We are asked to show:
if a random variable sequence $X_n \to +\infty $ almost surely then $ P(X_n < M \text{ i.o}) = 0 \ \forall \ M \gt 0$
I try show this using $E(X_n) = \infty $
$E(X_n) = \int_{X_n < M} X_n dP + \int_{X_n \ge M} X_n dP= \infty$
$\int_{X_n < M} X_n dP \le M\int_{A_n: (X_n < M)}dP \le M\sum P(A_n)$
Since $M\sum P(A_n) \le \infty \implies P(A_n \text{ i.o}) = 0$ by Borell Cantelli I.
I'm not sure if the above is correct though.
Best Answer
You don't need anything like an integral or an expectation for this.
If $X_n\to \infty$, then with probability one $X_n\ge M$ eventually so with probability zero $X_n<M$ infinitely often.

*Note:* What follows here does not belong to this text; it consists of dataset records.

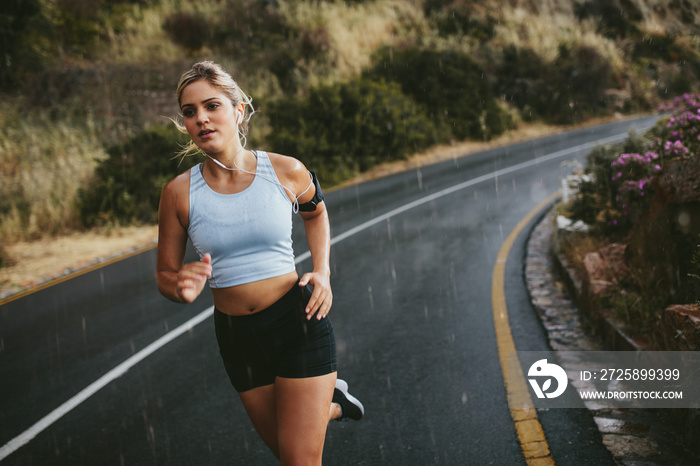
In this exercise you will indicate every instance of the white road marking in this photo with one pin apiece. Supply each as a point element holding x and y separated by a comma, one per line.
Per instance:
<point>26,436</point>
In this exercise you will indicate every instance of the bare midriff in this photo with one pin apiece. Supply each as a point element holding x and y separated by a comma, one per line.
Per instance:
<point>249,298</point>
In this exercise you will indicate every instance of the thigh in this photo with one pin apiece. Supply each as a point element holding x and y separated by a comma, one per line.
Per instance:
<point>261,406</point>
<point>302,417</point>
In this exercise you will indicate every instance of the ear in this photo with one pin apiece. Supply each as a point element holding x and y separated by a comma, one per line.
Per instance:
<point>241,113</point>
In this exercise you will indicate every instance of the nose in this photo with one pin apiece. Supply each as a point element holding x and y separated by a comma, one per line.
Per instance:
<point>202,118</point>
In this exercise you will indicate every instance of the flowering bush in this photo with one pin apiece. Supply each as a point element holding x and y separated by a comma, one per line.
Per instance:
<point>632,173</point>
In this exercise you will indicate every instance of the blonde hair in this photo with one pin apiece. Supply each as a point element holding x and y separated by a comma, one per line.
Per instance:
<point>217,77</point>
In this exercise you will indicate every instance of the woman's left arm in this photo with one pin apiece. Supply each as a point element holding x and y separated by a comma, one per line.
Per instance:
<point>319,238</point>
<point>294,175</point>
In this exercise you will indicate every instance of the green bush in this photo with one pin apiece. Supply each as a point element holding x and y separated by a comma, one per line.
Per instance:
<point>453,89</point>
<point>128,184</point>
<point>569,90</point>
<point>341,129</point>
<point>614,19</point>
<point>597,203</point>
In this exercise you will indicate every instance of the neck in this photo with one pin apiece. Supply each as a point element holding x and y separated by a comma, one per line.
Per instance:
<point>231,164</point>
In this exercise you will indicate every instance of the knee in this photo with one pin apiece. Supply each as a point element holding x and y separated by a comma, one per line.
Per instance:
<point>301,455</point>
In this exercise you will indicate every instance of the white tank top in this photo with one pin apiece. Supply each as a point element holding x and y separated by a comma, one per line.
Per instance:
<point>247,234</point>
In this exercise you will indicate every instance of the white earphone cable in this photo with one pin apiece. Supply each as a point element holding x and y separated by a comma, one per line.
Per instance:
<point>295,204</point>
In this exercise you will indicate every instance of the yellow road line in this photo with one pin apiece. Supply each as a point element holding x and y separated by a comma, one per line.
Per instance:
<point>77,273</point>
<point>522,410</point>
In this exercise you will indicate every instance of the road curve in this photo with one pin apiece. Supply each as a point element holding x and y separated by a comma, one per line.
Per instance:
<point>412,264</point>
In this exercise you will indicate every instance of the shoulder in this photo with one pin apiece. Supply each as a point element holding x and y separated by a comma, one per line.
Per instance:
<point>176,189</point>
<point>180,183</point>
<point>289,168</point>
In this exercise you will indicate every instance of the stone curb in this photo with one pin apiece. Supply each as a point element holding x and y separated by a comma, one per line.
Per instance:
<point>634,437</point>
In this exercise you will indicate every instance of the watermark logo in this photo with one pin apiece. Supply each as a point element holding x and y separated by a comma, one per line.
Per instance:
<point>543,370</point>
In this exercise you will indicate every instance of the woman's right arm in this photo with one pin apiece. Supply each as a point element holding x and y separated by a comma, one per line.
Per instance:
<point>177,281</point>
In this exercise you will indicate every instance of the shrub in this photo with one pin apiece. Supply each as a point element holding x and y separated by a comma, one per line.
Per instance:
<point>344,128</point>
<point>452,88</point>
<point>129,182</point>
<point>566,91</point>
<point>187,30</point>
<point>615,19</point>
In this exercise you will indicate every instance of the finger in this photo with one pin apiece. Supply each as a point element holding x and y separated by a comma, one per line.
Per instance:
<point>305,279</point>
<point>314,303</point>
<point>325,307</point>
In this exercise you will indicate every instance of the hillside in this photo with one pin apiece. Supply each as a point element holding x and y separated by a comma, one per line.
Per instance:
<point>88,84</point>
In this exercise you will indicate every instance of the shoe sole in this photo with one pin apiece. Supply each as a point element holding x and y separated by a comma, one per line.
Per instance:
<point>342,385</point>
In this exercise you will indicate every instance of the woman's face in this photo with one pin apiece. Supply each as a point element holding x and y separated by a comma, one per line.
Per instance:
<point>210,118</point>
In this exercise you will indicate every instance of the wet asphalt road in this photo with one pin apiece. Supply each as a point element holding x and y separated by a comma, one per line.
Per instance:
<point>413,321</point>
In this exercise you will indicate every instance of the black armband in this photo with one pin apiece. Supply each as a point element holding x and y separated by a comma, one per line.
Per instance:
<point>318,196</point>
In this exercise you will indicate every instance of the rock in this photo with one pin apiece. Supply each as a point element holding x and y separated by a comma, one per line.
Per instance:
<point>678,328</point>
<point>667,234</point>
<point>605,267</point>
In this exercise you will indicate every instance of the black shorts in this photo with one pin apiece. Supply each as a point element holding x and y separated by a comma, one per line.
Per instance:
<point>277,341</point>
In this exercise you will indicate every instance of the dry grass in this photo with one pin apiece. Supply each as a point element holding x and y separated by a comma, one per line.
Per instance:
<point>38,261</point>
<point>545,33</point>
<point>356,30</point>
<point>42,166</point>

Formally, let $M > 0$. Then we know that $$\{\omega \in \Omega: \lim_n X_n(\omega) = \infty\}\subseteq \{\omega \in \Omega: X_n(\omega) \ge M \mathrm{\ eventually}\}$$
Hence, $$\mathbb{P}\{\omega \in \Omega: X_n(\omega) \ge M \mathrm{\ eventually}\} = 1.$$ Next, note that $$\{\omega \in \Omega: X_n(\omega) \ge M \mathrm{\ eventually}\}^c = \{\omega \in \Omega: X_n(\omega) < M \mathrm{\ infinitely \ often}\}$$ and thus $$\mathbb{P}\{\omega \in \Omega: X_n(\omega) < M \mathrm{\ infinitely \ often}\} = 1- \mathbb{P}\{\omega \in \Omega: X_n(\omega) \ge M \mathrm{\ eventually}\} = 0$$ as desired.